掲載日:2019年09月18日 プロが造るカスタム
取材協力/弥生
取材・写真・文/ガスグラフィックス
鮮やかなピンクとマットブラックのコントラストが印象的な3型TMAXは、ヘッドライトなどを見れば分かるように、完全にサーキット専用車として作りこまれている。サーキット用と聞くと、サスペンションやホイール、ブレーキまわりなどに高額なパーツが装着されているように思われるが、この車両はホイールがノーマル。ブレーキはメッシュホースを装着したのみ。フロントサスは5mmだけ車高を上げ、イニシャルアジャスターを装備。リアサスはBPM製を装着しているが、基本的にはそれだけ。ハンドルもカバーを外したノーマル。見えない部分では、吸排気系と駆動系はもちろん交換されているが、逆に言えば、ほぼそれだけしか施されていないライトチューン仕様となる。
しかし、驚くべきことは、この仕様で筑波サーキットコース2000、鈴鹿サーキットでのTMAXでのベストタイムを記録している点にある。ライダーの技術があれば、TMAXの基本性能を伸ばすこれだけのチューニングで、必要にして充分な結果を得られることを証明しているのだ。オーナーはストリートからサーキットまで、ずっとTMAXにこだわって何台も乗り続けた経験を持つ。その経験値が、TMAXの素性を理解し、ミニマムのパーツチョイスで、マックスの性能を引き出す術を理解しているわけだ。
この3型TMAXが発売されていたのは、2008年から2013年前半まで。すでに、2世代前のモデルだけに、中古車の価格もかなりお手頃になっている。しかも、人気車両だっただけに車両探しも苦労することはない。スクーターで速さを楽しみたいユーザーにとって、この3型は注目されるべき存在なのかもしれない。

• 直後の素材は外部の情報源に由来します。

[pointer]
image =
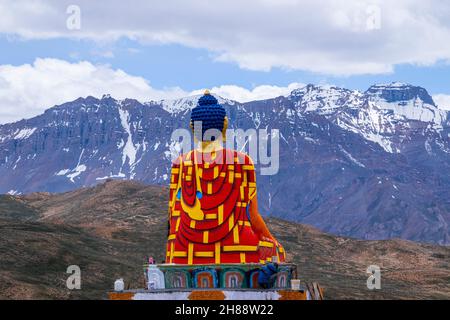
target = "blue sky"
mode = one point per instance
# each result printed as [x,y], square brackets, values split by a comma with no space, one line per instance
[54,51]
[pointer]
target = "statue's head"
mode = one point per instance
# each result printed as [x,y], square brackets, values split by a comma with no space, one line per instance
[212,117]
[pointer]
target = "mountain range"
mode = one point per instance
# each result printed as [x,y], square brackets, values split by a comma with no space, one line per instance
[372,165]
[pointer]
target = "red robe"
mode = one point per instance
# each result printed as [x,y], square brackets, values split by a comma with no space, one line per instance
[211,224]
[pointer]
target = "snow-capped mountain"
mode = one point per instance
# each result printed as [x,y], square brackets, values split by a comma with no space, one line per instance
[372,164]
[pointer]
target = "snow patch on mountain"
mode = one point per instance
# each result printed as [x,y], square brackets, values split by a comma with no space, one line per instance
[24,133]
[129,149]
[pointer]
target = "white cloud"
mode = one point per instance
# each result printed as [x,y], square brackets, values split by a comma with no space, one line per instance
[442,101]
[342,37]
[258,93]
[28,90]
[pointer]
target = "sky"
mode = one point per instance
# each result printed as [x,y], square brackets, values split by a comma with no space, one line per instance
[56,51]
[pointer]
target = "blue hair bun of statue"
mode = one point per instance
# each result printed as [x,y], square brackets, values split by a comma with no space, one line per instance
[211,115]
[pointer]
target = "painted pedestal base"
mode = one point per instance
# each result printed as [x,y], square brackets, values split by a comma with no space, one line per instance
[211,294]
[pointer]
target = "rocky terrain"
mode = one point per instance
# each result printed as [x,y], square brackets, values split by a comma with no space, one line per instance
[109,231]
[372,165]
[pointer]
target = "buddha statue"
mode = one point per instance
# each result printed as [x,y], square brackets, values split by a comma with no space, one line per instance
[213,205]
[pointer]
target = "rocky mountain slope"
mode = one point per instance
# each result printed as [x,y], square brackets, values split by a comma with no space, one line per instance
[111,229]
[371,165]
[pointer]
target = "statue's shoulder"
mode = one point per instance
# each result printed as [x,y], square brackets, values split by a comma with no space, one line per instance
[242,158]
[182,158]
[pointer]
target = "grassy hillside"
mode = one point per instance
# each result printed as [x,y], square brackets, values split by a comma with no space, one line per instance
[111,229]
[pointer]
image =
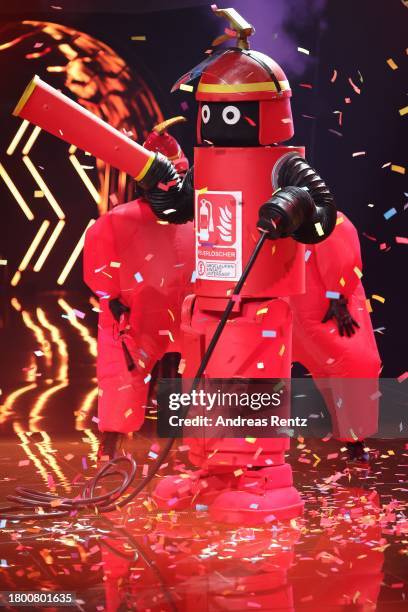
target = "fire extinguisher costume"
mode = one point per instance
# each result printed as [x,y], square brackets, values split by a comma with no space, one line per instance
[333,336]
[250,182]
[244,108]
[140,270]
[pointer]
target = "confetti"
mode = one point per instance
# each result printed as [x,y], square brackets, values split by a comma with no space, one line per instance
[357,272]
[319,229]
[333,295]
[392,64]
[354,86]
[390,213]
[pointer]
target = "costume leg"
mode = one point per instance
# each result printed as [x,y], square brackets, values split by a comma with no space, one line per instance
[333,360]
[242,352]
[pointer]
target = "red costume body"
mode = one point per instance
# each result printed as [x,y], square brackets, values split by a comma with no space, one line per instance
[335,265]
[148,266]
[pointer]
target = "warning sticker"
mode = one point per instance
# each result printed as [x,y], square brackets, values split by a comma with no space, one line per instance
[218,218]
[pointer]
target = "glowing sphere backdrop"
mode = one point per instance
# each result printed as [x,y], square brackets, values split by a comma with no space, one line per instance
[40,177]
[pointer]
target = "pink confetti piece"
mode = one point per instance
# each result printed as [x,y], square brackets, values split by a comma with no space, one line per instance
[354,86]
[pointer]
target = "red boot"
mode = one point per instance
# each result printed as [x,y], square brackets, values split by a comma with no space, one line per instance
[184,490]
[260,497]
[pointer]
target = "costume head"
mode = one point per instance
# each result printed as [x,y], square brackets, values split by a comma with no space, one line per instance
[243,95]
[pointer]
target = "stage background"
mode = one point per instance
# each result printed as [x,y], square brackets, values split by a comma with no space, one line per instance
[347,96]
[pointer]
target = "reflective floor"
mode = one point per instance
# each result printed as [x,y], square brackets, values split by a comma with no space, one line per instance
[349,551]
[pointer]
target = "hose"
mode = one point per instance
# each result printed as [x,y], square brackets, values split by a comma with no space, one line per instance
[296,172]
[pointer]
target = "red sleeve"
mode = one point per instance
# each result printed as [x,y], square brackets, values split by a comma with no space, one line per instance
[338,258]
[100,256]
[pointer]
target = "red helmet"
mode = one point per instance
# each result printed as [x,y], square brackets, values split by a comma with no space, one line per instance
[240,74]
[160,140]
[244,75]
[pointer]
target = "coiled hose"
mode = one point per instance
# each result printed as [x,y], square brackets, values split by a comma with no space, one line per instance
[296,172]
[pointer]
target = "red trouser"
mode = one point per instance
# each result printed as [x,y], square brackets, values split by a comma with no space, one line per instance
[333,360]
[241,352]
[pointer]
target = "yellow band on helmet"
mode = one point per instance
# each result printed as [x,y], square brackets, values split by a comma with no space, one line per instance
[242,87]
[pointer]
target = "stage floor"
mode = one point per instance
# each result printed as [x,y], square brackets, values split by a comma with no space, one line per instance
[349,551]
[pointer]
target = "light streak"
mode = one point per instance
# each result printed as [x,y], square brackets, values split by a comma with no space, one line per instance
[43,186]
[31,140]
[74,256]
[16,194]
[17,137]
[50,243]
[85,179]
[30,252]
[83,330]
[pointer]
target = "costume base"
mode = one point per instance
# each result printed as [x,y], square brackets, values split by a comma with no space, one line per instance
[254,498]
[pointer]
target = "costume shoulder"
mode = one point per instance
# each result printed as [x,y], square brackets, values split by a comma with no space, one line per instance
[338,258]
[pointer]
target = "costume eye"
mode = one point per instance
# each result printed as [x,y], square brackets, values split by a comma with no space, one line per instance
[231,115]
[205,113]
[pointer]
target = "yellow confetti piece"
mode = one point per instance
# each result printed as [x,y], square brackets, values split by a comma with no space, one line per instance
[185,87]
[319,229]
[262,311]
[399,169]
[357,272]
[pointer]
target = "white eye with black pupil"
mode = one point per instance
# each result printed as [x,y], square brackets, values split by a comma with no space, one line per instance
[205,113]
[231,115]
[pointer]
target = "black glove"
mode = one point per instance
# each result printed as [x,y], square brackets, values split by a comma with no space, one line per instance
[170,197]
[339,312]
[287,209]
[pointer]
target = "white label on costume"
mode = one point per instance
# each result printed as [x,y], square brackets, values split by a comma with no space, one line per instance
[218,228]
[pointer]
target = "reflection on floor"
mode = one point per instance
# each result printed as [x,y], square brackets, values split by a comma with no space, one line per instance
[348,552]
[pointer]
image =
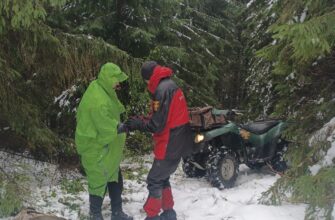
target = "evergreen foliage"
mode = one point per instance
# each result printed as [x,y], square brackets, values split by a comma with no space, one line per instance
[272,58]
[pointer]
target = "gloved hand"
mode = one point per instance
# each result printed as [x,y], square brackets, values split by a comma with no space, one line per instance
[134,124]
[122,128]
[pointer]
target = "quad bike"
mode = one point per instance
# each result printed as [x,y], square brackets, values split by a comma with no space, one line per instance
[222,147]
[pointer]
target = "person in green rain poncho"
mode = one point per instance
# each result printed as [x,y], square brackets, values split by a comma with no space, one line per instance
[99,143]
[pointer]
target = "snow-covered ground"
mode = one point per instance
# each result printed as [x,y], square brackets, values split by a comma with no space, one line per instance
[195,199]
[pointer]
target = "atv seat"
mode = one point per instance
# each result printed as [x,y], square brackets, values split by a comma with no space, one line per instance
[260,127]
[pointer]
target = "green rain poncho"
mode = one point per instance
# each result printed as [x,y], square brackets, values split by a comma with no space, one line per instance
[97,141]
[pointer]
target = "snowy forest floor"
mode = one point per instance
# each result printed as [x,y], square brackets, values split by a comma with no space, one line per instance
[64,193]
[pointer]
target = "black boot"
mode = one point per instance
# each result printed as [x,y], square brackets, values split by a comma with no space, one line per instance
[120,215]
[95,207]
[169,215]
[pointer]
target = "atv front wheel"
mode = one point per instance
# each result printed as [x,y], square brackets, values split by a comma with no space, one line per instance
[191,170]
[222,170]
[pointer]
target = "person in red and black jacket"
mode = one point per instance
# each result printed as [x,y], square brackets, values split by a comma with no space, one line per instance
[172,136]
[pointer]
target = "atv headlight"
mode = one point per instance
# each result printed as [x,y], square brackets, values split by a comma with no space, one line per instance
[198,138]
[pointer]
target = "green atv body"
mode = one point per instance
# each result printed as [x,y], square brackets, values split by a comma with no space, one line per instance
[220,150]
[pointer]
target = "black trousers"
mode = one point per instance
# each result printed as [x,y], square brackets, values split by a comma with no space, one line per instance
[159,176]
[114,190]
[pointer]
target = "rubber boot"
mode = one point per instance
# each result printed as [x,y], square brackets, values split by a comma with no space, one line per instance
[95,207]
[153,207]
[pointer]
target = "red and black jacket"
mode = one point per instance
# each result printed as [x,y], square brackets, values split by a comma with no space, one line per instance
[169,121]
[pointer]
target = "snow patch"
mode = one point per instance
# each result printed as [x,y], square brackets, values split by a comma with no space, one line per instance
[195,199]
[250,3]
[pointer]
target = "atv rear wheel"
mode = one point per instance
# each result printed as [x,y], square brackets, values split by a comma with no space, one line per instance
[191,170]
[222,170]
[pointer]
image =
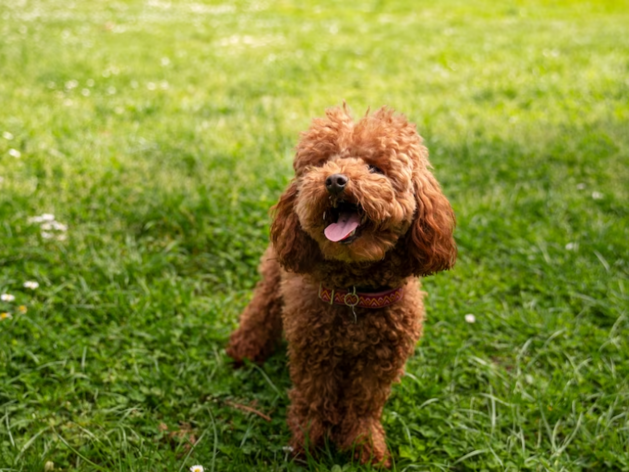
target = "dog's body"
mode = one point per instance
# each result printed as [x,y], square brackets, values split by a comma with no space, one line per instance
[363,215]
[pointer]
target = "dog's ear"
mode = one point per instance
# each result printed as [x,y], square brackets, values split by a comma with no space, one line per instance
[429,241]
[295,250]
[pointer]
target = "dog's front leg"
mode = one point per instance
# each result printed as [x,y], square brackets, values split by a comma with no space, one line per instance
[314,407]
[261,322]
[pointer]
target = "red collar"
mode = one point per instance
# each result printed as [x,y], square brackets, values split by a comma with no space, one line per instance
[364,300]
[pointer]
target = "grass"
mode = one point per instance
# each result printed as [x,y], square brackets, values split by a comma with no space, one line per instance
[161,132]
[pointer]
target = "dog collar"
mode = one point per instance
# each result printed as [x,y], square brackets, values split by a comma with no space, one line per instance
[352,298]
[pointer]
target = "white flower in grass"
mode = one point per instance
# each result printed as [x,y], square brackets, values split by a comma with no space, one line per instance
[42,218]
[54,225]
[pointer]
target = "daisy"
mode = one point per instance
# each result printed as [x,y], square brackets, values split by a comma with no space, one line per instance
[41,219]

精悍に見えるフロントフェイスだが、基本は弥生製ヘッドライトカバーを装着したのみ。ここにワンオフでRAMエアダクトを追加し、吸入効率を向上させている。シンプルな作りこみにも関わらず、このダクトが速さを連想させてくれる。
マフラーはTMAXユーザーの支持が多いKブレインレーシング製。ミニバイクレースの経験をフィードバックしてレーシングエキゾーストを製造しているメーカーのため、ワンオフ対応にも応じてくれるのも人気の理由のひとつ。
駆動系にはマロッシ製MHRレンジキットを装着。マルチバリエーター、ケブラーXベルト、トルクドライバー、プーリーハーフなど、必要な商品が全てセットになっていて、速さを求めるユーザーにとっては、定番中の定番とも言える商品。
TMAX用として開発販売されているRPM製リアサスペンションは、無段階調整スプリングプリロード、コンプレッションとリバウンドの減衰調整可能、車高調整も可能なリザーバータンク付きで、比較的リーズナブルでもある。
見えない部分だが、この奥に40φのジェットプライムビッグスロットル、KOSOハリケーンエアフィルターなどが装備されている。このリングタイプのダクトも、均等に美しく加工され、レーシーさをさらに強調している。
レース専用となると、ハンドルも交換するのが一般的に思われるが、この車両にはブレーキがメッシュホースを交換したのみで、レバー、マスターシリンダー、ローターにキャリパーまでノーマル。そして、ハンドルもカバーを外しただけなのが印象的。